5. The method according to claim 4 wherein said step of retrieving is performed by:
decoding said first data signal and generating a character code signal defining the character type;

addressing a location in said memory using said character code signal as a memory address; and reading out of said memory a plurality of stroke-vector attributes.

6. The method according to claim 5 further comprising applying logical pel attributes to said stroke-vector attributes prior to the step of projecting.

7. In a stroke-vector character generation system capable of displaying characters wherein each stroke-vector is characterized by a plurality of character-shape dependent stroke attributes and a plurality of character-field-size dependent stroke attributes, a method for scaling characters comprising:
receiving a first data signal defining a character type, a horizontal X and a vertical Y character field dimension, and a character drawing point, said dimensions and drawing point being in the coordinate system of said display screen;
retrieving from a first memory a stroke-vector character mask comprising a plurality of encoded binary valued stroke-drawing directives for the particular character type defined by said first data signal, said character mask also containing a stroke resolution factor representing the number x of horizontal stroke-vectors in a straight line and the number y of vertical stroke-vectors in a straight line that define the stroke span of a normalized character field;
retrieving from a second memory initial values for each character-shape-dependent stroke attribute, said initial values being independent of the character type;

decoding said encoded stroke-drawing directives and said encoded initial values and sequentially applying the decoded drawing directives to the decoded initial values thereby generating a series of stroke signals representing a series of interconnected stroke-vectors;
generating a horizontal length stroke-vector attribute DX-LENGTH by forming the quotient X/x and generating a vertical length stroke-vector attribute DY-LENGTH by forming the quotient Y/y;
converting said DX-LENGTH attribute and said DY-LENGTH
attribute from the display screen coordinate system to a virtual screen coordinate system having a greater resolution than the display screen coordinate system;
decoding said encoded stroke-drawing directives and said encoded initial values and sequentially applying the decoded drawing directives to the decoded initial values thereby generating a series of interconnected stroke-vectors;
scaling the length of each interconnected stroke-vector in said character mask by applying said DX-LENGTH and DY-LENGTH
attributes in the virtual screen coordinate system to each of said interconnected stroke-vectors;
translating each stroke-vector in the virtual screen coor-dinate system to the physical screen coordinate system and thereby generating a set of scaled stroke-vectors having those attributes that will define a character image having the desired X and Y field dimensions; and converting each scaled stroke-vector into a series of signals designating start/stop coordinate pairs for each intercon-nected stroke-vector, said series of signals defining a character mask for the character type defined by said first data signal.
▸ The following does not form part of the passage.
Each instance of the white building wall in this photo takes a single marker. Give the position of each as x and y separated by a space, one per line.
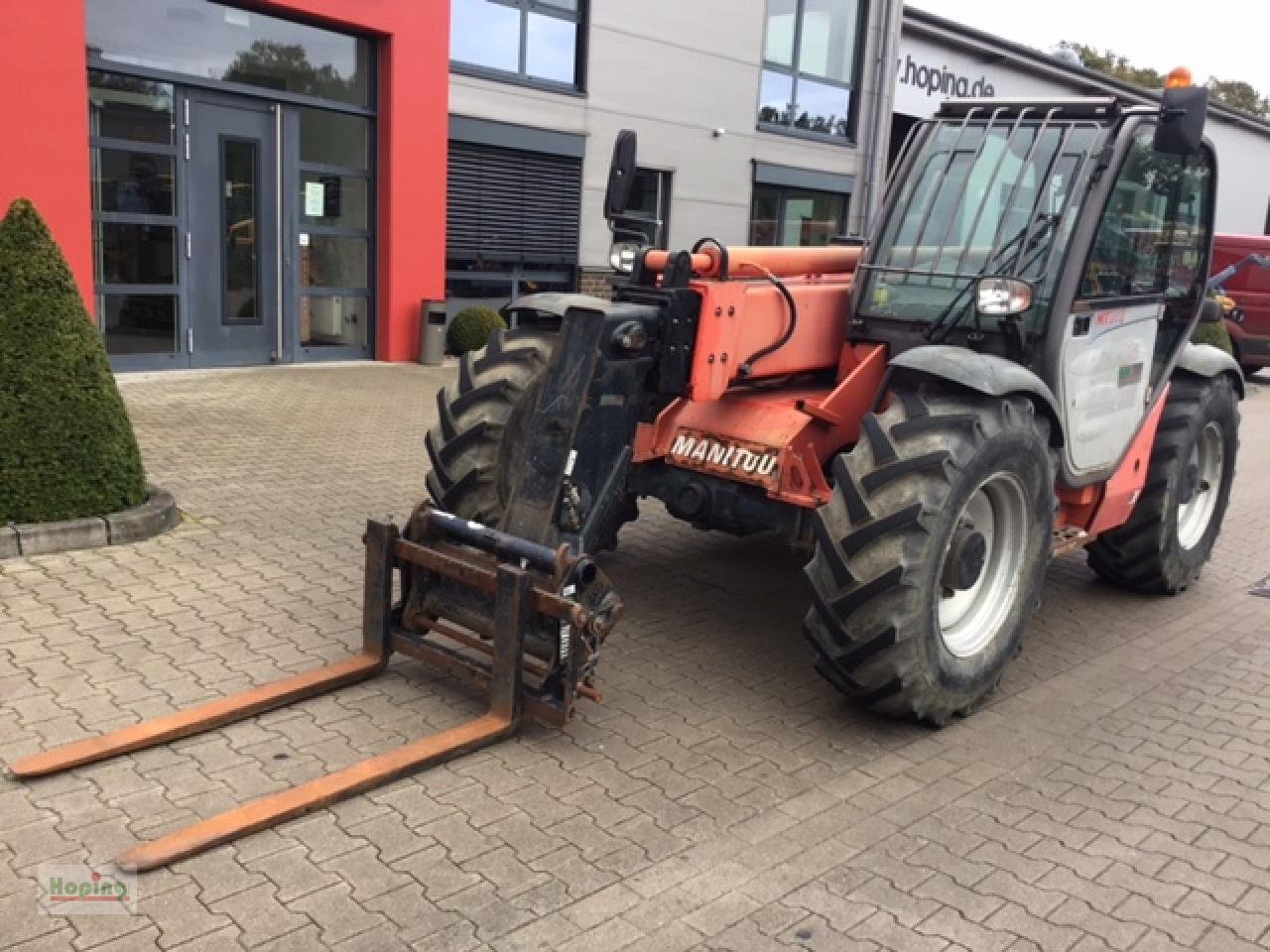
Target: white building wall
930 70
675 71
8. The method according to claim 7 further including the step of projecting said scaled stroke-vectors at said character drawing point onto said display screen and thereby generating the desired character display.

9. The method according to claim 8, wherein the first retrieving step is performed by:
decoding said first data signal and generating a character code signal defining the character type;
addressing a location in said first memory using said character code signal as a memory address; and reading out of said first memory a plurality of encoded binary valued stroke-drawing directives.

10. The method according to claim 9 further comprising:
applying logical pel attributes to said scaled stroke-vectors prior to the step of projecting.

11. The method of claim 10 wherein said stroke resolu-tion factor is encoded as two-bit binary code.